For the instruction-tuned variant, the most widely cited public score is the MT-Bench result of 8.66, reported in the community benchmark thread.[10] That figure placed Mixtral-8x22B-Instruct-v0.1 below Claude 3 Opus (9.43), GPT-4-1106-Preview (9.32), and Claude 3 Sonnet (9.18), but ahead of most other open-weight chat models at the time.[10] The base Mixtral-8x22B-v0.1 also briefly achieved top-performing pretrained-model status on the Open LLM Leaderboard at the time of release.[10] Note that the community thread later updated the ARC Challenge measurement from an initial 70.5 percent (reported in some early summaries) to the more rigorous acc_norm value of 63.65 percent after methodology issues with the original evaluation were caught.[10]
Where the model trailed contemporaries was on raw English-only knowledge benchmarks. Llama 3 70B Instruct, released the day after Mixtral 8x22B's formal announcement, posted higher MMLU and HumanEval numbers in head-to-head comparisons.

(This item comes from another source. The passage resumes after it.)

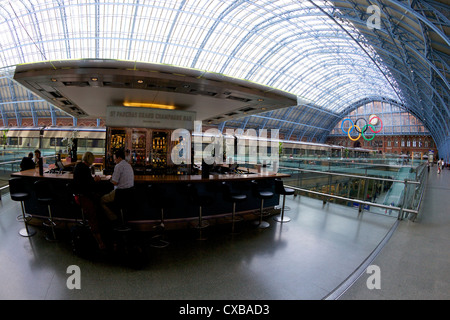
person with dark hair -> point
(27, 162)
(85, 186)
(122, 178)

Mixtral 8x22B's value proposition therefore landed on cost efficiency, multilingual coverage, and open license rather than on outright benchmark leadership in English.
Mixtral 8x22B was natively pretrained on a multilingual mixture covering English, French, Italian, German, and Spanish, and Mistral's launch blog presented the five-language coverage as a first-class feature rather than as a secondary capability layered on after English-only pretraining.[1] On Mistral's published multilingual benchmark plots, the model outperformed Llama 2 70B on translated versions of HellaSwag, ARC Challenge, and MMLU in all four non-English supported languages.[1] The gap was largest on the European Romance languages (French, Italian, Spanish), reflecting both the geographic origin of Mistral's training data sources and the linguistic proximity of those languages to English.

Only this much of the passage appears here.